Amid these revolutions in daily life, there’s an eerie sense of calm before the storm in health care. Yes, the planners are busy planning and needed space and equipment are being considered, counted, ordered, set aside. But at least here in California, Emergency Departments and Urgent Care centers are relatively quiet. A large medical center nearby has actually emptied out, keeping doctors and patients at home and as healthy as possible in anticipation of the coming waves of very sick people needing intensive care. And many potential patients are themselves reluctant to visit health care settings, which are perceived to be hot-spots for COVID-19.
So we’re rationing health care, both consciously and unconsciously, on a vast scale in response to the crisis. Not yet in terms of which lives to save with a respirator or bed in the ICU, but in terms of who gets tested and receives sustained professional attention. Given the botched testing regime in the US to date, people with COVID-19 symptoms who do not seem to require immediate intensive care are told that while they probably have the virus, they will not be tested, nor will their contacts be traced. They should stay home and follow the guidelines, no matter how many others they live with or how porous the quarantine.
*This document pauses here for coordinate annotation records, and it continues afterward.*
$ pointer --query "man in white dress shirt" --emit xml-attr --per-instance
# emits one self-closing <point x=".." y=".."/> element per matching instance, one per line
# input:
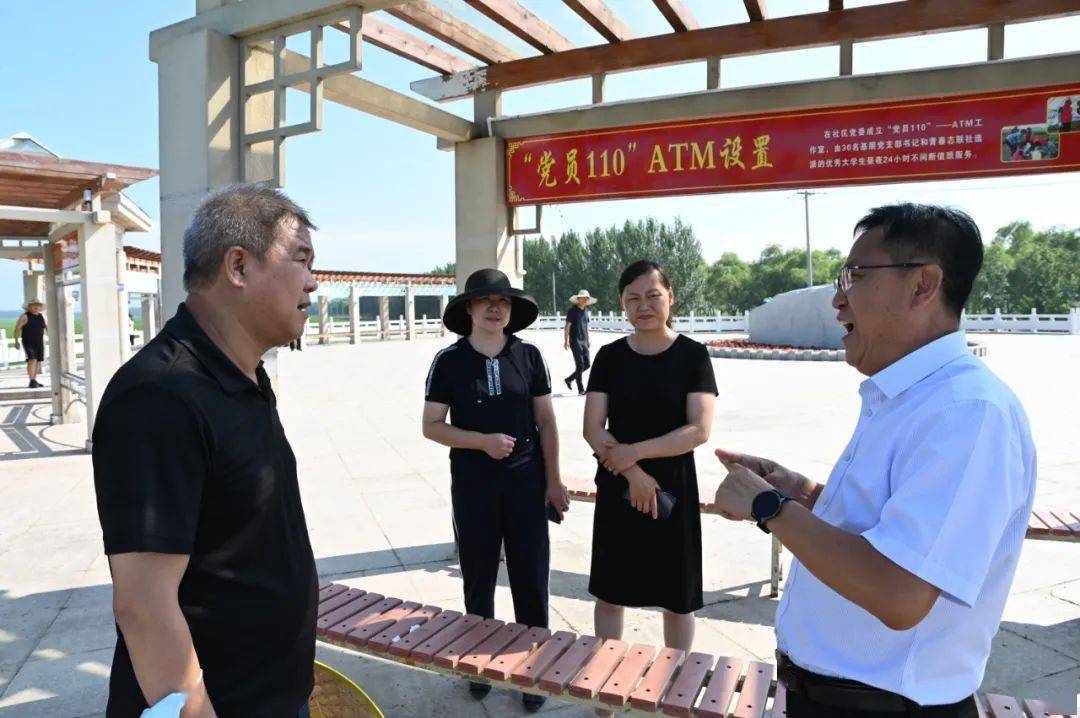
<point x="904" y="557"/>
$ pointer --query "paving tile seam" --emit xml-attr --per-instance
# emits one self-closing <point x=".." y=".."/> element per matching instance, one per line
<point x="1052" y="649"/>
<point x="37" y="644"/>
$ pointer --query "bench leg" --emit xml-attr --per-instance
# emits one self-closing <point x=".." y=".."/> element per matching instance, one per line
<point x="777" y="573"/>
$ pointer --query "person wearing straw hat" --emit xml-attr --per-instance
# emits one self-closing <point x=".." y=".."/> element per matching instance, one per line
<point x="576" y="337"/>
<point x="30" y="328"/>
<point x="503" y="448"/>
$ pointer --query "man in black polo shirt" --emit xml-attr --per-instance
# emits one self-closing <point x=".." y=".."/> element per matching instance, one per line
<point x="576" y="337"/>
<point x="215" y="590"/>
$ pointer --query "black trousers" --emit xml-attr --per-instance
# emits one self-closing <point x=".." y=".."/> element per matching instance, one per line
<point x="580" y="351"/>
<point x="801" y="706"/>
<point x="813" y="695"/>
<point x="491" y="509"/>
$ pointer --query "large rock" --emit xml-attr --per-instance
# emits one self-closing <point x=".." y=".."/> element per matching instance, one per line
<point x="802" y="317"/>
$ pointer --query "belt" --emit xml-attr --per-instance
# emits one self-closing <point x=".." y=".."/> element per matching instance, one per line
<point x="853" y="695"/>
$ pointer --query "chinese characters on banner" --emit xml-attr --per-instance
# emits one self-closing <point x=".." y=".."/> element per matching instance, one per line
<point x="976" y="135"/>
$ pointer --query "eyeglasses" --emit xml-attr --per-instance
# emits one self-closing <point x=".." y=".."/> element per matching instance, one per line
<point x="844" y="280"/>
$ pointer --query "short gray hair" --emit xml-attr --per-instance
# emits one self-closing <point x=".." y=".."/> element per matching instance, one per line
<point x="238" y="216"/>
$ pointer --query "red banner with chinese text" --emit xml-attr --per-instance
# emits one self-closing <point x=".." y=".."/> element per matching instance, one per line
<point x="967" y="136"/>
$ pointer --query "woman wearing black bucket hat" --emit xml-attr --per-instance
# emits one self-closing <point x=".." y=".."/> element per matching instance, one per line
<point x="503" y="448"/>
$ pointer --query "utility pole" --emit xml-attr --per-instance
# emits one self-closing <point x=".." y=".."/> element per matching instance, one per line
<point x="806" y="205"/>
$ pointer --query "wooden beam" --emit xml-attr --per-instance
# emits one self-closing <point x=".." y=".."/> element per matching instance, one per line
<point x="894" y="19"/>
<point x="516" y="18"/>
<point x="366" y="96"/>
<point x="676" y="14"/>
<point x="821" y="93"/>
<point x="601" y="18"/>
<point x="407" y="45"/>
<point x="756" y="10"/>
<point x="440" y="24"/>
When such a diagnosis of COVID-19, whether remote or in person, is entered into an individual’s electronic health record, it will be coded in a manner that can be shared and communicated widely beginning April 1, thanks to an unprecedented update to diagnostic codes (which otherwise occurs on on annual basis, in October). Nevertheless, as our post on lab data explains, there is a disconnect between clinical and public health databases, and a diagnosis alone will not usually trigger public health to count an individual as an official COVID-19 case. Public health agencies are relying on positive lab test results for that, and we’re not testing nearly enough. So, in this very basic way – knowing who has the virus and who doesn’t – we’re in a fog. Thankfully, bright spots are emerging with the creative use of software tools by front-line staff to assess risk factors for COVID-19 and to coordinate services for vulnerable populations such as the homeless; and the engines of Silicon Valley innovation are revving up.
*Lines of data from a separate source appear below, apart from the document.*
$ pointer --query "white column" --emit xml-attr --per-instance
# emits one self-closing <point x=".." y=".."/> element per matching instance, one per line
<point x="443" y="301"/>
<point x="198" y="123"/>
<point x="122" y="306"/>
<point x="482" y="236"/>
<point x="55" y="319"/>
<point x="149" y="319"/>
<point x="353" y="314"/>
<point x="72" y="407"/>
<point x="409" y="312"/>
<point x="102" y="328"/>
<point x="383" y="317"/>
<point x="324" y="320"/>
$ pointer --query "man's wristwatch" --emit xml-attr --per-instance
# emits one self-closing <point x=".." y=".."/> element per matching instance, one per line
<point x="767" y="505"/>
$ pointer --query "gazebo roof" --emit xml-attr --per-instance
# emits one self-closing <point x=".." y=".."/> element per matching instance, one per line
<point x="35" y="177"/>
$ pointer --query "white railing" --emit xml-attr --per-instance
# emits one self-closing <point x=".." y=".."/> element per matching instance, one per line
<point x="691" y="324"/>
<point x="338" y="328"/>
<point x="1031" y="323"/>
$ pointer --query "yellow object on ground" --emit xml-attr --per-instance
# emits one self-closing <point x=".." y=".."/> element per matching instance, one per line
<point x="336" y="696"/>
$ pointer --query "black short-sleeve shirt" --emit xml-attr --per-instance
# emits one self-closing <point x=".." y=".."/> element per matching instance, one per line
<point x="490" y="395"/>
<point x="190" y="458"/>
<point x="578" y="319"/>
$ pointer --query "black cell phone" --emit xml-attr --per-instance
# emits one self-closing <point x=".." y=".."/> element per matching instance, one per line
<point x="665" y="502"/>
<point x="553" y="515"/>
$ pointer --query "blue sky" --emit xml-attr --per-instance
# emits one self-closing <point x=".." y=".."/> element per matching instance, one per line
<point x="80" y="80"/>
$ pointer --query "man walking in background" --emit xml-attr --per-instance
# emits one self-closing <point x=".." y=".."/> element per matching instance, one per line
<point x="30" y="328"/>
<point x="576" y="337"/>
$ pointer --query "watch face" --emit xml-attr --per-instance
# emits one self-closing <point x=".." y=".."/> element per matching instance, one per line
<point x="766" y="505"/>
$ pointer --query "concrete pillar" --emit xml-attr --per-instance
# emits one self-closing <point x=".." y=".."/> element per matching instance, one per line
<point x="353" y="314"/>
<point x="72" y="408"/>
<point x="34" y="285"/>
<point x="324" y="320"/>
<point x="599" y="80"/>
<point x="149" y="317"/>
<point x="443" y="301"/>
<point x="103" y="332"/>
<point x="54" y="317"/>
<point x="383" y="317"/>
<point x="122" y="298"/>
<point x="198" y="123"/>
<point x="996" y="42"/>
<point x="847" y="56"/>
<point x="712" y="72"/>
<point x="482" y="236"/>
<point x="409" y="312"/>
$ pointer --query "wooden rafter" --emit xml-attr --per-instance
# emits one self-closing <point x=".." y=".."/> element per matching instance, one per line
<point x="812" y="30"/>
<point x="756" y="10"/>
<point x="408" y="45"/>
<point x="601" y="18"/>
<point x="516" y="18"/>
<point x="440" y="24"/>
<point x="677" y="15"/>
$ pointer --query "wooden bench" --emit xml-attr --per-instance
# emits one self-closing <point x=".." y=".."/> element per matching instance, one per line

As the coming storm crashes into our imperfectly prepared institutions, we will need all of the tests, N95 masks, hospital and ICU beds, respirators, courageous medical staff, brilliant data scientists, and enlightened policymakers we can find. But also resilience, empathy, and ingenuity from the rest of us. Staying home and watching Netflix will not be enough. In Wuhan, in addition to aggressive testing and other measures to track and isolate the virus, “many people idled by the lockdowns stepped up to act as fever checkers, contact tracers, hospital construction workers, food deliverers, even babysitters for the children of first responders.”* An outbreak of common spirit is evident all around us, and I am confident that as the challenge deepens, so will the response. Let’s get ready.
*McNeil Jr., Donald G. “The Virus Can be Stopped, but Only With Harsh Steps, Experts Say,” The New York Times. March 22, 2020.